Okay, the last model, model12, has the lowest AIC value. I will take it for further analysis.

Assessing the model

Now, let’s assess the model’s quality adultly, starting with the statistical signifficance of it predictors.

anova(logmo12, test="Chisq")

All of them are signifficant, having p-value lower than 0.05 alpha-level, although income1 is “on the border”.

pR2(logmo12)
## fitting null model for pseudo-r2
##            llh        llhNull             G2       McFadden           r2ML 
## -1140.48375313 -1183.41142791    85.85534957     0.03627451     0.04806377 
##           r2CU 
##     0.06470619

Well, the McFadden value, also known as McFadden pseudo r-squared value, is 0.04 which is nowhere between 0.2 and 0.4, so the model is not really good.

Model’s interpretation

Still, that is the best model I got from my “rightfull” combination of predictors. So, I will prolong with it.

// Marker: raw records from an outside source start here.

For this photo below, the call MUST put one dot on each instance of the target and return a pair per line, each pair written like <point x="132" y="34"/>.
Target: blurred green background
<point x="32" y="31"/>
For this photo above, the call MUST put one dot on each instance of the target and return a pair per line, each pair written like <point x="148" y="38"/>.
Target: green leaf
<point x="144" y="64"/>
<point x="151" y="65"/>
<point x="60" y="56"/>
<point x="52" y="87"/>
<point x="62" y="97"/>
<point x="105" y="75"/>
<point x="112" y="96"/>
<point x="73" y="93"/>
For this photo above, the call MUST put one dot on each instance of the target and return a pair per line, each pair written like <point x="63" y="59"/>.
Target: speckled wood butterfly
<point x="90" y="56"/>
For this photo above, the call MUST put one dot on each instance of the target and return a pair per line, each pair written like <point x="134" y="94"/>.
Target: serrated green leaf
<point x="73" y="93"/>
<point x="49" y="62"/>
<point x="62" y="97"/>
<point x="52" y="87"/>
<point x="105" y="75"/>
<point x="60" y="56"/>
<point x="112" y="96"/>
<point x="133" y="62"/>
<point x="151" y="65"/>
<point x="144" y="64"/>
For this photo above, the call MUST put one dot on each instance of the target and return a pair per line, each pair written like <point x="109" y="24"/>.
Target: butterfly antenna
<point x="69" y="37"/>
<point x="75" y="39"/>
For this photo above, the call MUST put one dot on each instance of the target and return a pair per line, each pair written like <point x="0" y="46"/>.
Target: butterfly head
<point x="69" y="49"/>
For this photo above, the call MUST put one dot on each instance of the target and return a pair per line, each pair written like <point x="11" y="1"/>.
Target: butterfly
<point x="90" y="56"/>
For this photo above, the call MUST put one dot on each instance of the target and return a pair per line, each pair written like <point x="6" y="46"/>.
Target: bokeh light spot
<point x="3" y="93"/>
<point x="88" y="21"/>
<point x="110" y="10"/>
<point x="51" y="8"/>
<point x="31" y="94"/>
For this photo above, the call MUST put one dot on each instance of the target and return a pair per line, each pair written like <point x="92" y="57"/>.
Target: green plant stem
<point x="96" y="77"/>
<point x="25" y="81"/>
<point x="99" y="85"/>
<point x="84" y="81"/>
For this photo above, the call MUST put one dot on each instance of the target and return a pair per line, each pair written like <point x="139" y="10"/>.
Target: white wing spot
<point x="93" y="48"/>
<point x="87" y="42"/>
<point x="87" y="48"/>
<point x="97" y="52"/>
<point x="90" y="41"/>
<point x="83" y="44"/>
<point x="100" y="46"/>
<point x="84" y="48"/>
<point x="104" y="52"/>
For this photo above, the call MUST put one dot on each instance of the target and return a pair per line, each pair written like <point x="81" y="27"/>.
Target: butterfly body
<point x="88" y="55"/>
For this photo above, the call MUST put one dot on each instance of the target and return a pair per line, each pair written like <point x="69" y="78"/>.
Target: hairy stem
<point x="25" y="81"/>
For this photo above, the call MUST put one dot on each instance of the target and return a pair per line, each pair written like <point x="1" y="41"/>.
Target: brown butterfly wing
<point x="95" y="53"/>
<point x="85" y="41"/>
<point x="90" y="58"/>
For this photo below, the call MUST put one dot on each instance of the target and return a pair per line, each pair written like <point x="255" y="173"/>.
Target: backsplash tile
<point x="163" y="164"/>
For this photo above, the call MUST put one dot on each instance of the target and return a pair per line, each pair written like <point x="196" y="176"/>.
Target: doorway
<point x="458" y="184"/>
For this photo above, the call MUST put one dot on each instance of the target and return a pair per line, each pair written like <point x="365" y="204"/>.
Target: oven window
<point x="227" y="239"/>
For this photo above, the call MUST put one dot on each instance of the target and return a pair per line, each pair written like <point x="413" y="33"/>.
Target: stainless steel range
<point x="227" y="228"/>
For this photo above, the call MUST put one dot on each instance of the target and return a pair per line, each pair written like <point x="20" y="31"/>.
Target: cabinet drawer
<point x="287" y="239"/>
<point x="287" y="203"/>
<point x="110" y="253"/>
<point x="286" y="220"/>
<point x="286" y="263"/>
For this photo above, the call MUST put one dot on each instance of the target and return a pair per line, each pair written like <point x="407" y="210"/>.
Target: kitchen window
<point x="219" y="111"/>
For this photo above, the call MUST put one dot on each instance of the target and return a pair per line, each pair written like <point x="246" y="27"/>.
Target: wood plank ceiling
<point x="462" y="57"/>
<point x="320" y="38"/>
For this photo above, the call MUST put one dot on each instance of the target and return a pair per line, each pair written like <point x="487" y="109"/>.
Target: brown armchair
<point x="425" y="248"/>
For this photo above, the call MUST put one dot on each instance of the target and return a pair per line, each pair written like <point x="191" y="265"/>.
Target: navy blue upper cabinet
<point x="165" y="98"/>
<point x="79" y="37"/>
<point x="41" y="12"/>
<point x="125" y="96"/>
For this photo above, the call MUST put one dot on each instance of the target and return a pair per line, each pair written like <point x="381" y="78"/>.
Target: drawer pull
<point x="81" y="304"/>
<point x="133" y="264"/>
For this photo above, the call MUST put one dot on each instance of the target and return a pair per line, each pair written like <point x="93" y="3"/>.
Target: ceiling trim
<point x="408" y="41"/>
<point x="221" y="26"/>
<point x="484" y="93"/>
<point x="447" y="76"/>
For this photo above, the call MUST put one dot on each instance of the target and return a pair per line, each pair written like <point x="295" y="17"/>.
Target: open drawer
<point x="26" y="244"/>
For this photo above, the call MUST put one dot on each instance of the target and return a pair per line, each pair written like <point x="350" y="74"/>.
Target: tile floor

Now, the next step would be to construct the model’s equation. So here it is:

extract_eq(logmo12, wrap = T)

\[ \begin{aligned} \log\left[ \frac { P( \operatorname{Q211} = \operatorname{1} ) }{ 1 - P( \operatorname{Q211} = \operatorname{1} ) } \right] &= \alpha + \beta_{1}(\operatorname{intinpol}_{\operatorname{Somewhat\ interested}}) + \beta_{2}(\operatorname{intinpol}_{\operatorname{Not\ very\ interested}}) + \beta_{3}(\operatorname{intinpol}_{\operatorname{Not\ at\ all\ interested}})\ + \\ &\quad \beta_{4}(\operatorname{settlement}_{\operatorname{Regional\ center}}) + \beta_{5}(\operatorname{settlement}_{\operatorname{District\ center}}) + \beta_{6}(\operatorname{settlement}_{\operatorname{Another\ city,\ town\ (not\ a\ regional\ or\ district\ center)}}) + \beta_{7}(\operatorname{settlement}_{\operatorname{Village}})\ + \\ &\quad \beta_{8}(\operatorname{income1}) + \epsilon \end{aligned} \]

tab_model(logmo12)
  Q 211
Predictors Odds Ratios CI p
(Intercept) 3.53 2.12 – 5.95 <0.001
intinpol [Somewhat
interested]
0.65 0.45 – 0.95 0.025
intinpol [Not very
interested]
0.58 0.40 – 0.83 0.004
intinpol [Not at all
interested]
0.27 0.17 – 0.41 <0.001
settlement [Regional
center]
0.47 0.32 – 0.68 <0.001
settlement [District
center]
0.32 0.22 – 0.47 <0.001
settlement [Another city,
town (not a regional or
district center)]
0.32 0.16 – 0.61 0.001
settlement [Village] 0.43 0.29 – 0.63 <0.001
income1 0.95 0.90 – 1.00 0.068
Observations 1743
R2 Tjur 0.048

I guess, the interpretation of odds ratio would be the following:

  1. intinpol: the reference category inclides people who are very interested in politics. From that the following is coming:
  • if people are somewhat interested in politics, their odds of participating in peaceful demonstrations decrease by 35 percent (= 1- 0.65) as compared to people from the reference category;

  • if people are not very interested in politics, their odds of participating in peaceful demonstrations decrease by 42% percent (= 1-0.58) as compared to people from the reference category;

  • if people are not at all interested in politics, their odds of participate in peaceful demonstrations decrease by 73 percent (= 1-0.27) as compared to people from the reference category.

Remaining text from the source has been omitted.